省、國、海洋、大陸可視為一個「域」. 「臺南」在臺灣這個「區域」的南部(臺灣之內). 「華南」在大陸南部(之內),「海南」在南海中(之內), 「歐南」在歐洲南部(之內).

我住在中國南方. ==> 住在中國南部. 中國是一個「域」.
我家在漢城南方. ==> 不住在漢城. 漢城是一個「點」.

「線」(e.g., 以江為線) 也是「以南」, 譬如「江南」(長江以南).  我住在長江南方 ==> 不住在江中.


----------



## retrogradedwithwind

别搞太复杂不利于学习啊。

北京以南，south of Beijing and not in Beijing
北京南部，in the south of Beijing
北京南边/北京南面，both of the above two

南北京，没有这种"南+地名"的说法。
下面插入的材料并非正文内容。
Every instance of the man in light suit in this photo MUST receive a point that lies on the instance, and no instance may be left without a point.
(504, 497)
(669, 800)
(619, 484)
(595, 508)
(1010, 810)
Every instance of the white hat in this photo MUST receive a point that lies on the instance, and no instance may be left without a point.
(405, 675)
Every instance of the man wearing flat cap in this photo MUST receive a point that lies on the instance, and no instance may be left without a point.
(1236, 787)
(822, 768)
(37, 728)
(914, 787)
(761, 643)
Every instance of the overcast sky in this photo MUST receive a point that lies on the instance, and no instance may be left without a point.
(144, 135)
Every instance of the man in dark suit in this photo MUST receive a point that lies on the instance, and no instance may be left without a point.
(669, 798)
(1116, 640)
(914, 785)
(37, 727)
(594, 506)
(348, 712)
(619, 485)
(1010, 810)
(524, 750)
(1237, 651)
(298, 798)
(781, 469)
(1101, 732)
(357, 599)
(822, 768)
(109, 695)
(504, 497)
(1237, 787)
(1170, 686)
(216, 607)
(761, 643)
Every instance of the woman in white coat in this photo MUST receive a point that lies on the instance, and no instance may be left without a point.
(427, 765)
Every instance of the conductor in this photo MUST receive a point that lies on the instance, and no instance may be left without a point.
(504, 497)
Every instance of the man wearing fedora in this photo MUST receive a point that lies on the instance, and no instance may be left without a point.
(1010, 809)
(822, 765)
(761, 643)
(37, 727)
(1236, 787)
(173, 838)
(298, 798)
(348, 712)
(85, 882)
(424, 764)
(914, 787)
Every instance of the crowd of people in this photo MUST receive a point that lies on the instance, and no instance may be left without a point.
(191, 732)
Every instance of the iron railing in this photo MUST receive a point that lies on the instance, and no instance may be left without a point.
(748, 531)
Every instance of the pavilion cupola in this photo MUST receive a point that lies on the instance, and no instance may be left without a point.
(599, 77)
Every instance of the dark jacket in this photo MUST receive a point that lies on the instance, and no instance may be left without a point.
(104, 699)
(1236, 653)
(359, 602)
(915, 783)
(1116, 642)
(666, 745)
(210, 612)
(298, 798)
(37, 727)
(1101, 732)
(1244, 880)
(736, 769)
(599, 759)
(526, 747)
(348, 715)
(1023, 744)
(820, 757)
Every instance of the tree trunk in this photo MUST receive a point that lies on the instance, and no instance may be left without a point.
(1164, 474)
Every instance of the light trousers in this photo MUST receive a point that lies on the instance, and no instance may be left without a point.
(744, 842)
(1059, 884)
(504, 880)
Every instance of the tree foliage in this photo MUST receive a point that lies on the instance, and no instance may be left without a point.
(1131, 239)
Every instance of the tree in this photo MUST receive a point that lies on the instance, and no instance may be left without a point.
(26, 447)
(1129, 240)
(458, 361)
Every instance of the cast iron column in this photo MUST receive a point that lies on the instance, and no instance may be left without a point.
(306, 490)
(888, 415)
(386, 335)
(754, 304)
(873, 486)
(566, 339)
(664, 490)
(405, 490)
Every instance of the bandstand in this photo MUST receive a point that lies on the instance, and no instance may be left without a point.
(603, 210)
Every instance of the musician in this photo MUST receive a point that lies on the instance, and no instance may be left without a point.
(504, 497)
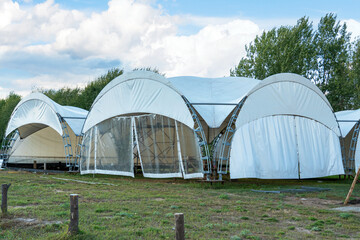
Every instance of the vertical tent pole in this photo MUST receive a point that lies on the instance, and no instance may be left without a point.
(352, 186)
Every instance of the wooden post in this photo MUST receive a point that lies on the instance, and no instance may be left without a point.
(179, 226)
(4, 189)
(74, 214)
(352, 187)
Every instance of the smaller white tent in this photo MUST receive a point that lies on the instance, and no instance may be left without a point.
(348, 120)
(47, 130)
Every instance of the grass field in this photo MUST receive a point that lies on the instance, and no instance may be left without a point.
(113, 207)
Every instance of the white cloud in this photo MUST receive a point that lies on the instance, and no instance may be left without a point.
(38, 39)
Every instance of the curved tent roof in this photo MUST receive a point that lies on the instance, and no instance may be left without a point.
(212, 97)
(138, 92)
(286, 129)
(36, 111)
(290, 94)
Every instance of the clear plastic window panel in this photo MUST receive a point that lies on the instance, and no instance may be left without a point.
(158, 146)
(190, 152)
(114, 146)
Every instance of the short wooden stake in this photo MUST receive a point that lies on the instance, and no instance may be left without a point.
(179, 226)
(352, 187)
(4, 189)
(74, 214)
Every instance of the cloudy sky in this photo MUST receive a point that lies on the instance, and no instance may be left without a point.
(57, 43)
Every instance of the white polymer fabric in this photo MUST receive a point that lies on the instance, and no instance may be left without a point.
(287, 94)
(166, 147)
(226, 90)
(138, 92)
(275, 147)
(45, 145)
(286, 123)
(108, 148)
(352, 116)
(38, 111)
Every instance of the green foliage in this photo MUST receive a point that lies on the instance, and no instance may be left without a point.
(284, 49)
(93, 88)
(324, 55)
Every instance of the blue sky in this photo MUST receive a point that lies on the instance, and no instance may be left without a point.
(57, 43)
只有一个例外，南中国，the south part of China.


----------



## Skatinginbc

好奇, 住在北京東城區天安門附近的人, 會說自己「住在北京南邊」嗎?  我查地圖，東城區似乎在北京市的南半邊.


retrogradedwithwind said:


> 没有这种"南+地名"的说法


翻譯地名倒是常見:
南韓 (South Korea): 南邊的韓國
北韓 (North Korea): 北邊的韓國
「南中國」(Southern China) 如「南加州」(Southern California).


----------



## SuperXW

Skatinginbc said:


> 好奇, 住在北京東城區天安門附近的人, 會說自己「住在北京南邊」嗎?  我查地圖，東城區似乎在北京市的南半邊.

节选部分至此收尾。